When a business owner desires to sell a company for top dollar, (s)he needs to understand the importance of having future growth plans for the business. One factor that can boost growth is if the business operates in a high growth industry where the compound annual growth rate (“CAGR”) is 10% or more. Examples of such industries are: internet retail, healthcare services, cyber security, and autonomy to name a few. However, whether or not the business participates in a high growth industry, to achieve a strong transaction multiple with a low likelihood of contingency payments such as earnouts, the business’s owner needs to have, and articulate to buyers, a compelling strategy as to how their company will capture significant market share in the future. This strategy is quantified in the business’ financial projections.

There are two reasons that strategy is so important. First, acquirers seek to purchase companies with compelling strategies. “What’s past is past” as they say. In fact, a purchase price is ultimately what a buyer is willing to pay for the future cash flow streams of a company. Future cash flows cannot be justified without a strategy, or the company’s “story.” For the same reason, the preferred valuation method, the discounted cash flow (DCF) method, is dependent on strategy—the second reason that strategy is so vital.

In using DCF to value a company, one takes a target company’s financial projections and creates a DCF valuation range. This valuation method takes a company’s future cash flow streams looking out typically 3-5 years and then risk adjusts them back to the present using a formula called the weighted average cost of capital.

While there are nine different methods used in valuing a company, the DCF, trading, and transaction methods are the three most common ones. Both (publicly traded) trading and (M&A) transaction methods consider comparable companies’ revenues and EBITDA multiples as benchmarks against the subject company’s past 12 months’ revenues and EBITDA. Therefore, the trading and transaction methods take a retrospective look at valuation while the DCF method takes a present look, based on a company’s future strategy and expected financial performance. In high growth markets, a compelling strategy means improving cash flows, and a high valuation range.

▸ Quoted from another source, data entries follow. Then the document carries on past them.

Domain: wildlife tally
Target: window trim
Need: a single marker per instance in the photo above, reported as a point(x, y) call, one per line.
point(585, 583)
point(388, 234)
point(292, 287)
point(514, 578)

Unfortunately, the DCF valuation method is often missing in valuation reports when business owners of private companies solicit a valuation. This is because they do not have financial projections to share with the valuation expert. Therefore, that valuation expert is not able to consider the DCF method. This means that if the seller enters into a deal with a buyer, they often leave money on the table because they traded on the past and present circumstances, not on what the company can do in the future. This restricts conversations to past performance, and limits the upside in a transaction multiple paid by the acquirer to the seller.

We strongly recommend business owners not leave money on the table. They need to allocate time to strategic planning and financial forecasting. These decisions can result in a strong valuation and, when combined with other preparation steps, a stronger upside when it is time to close the M&A transaction.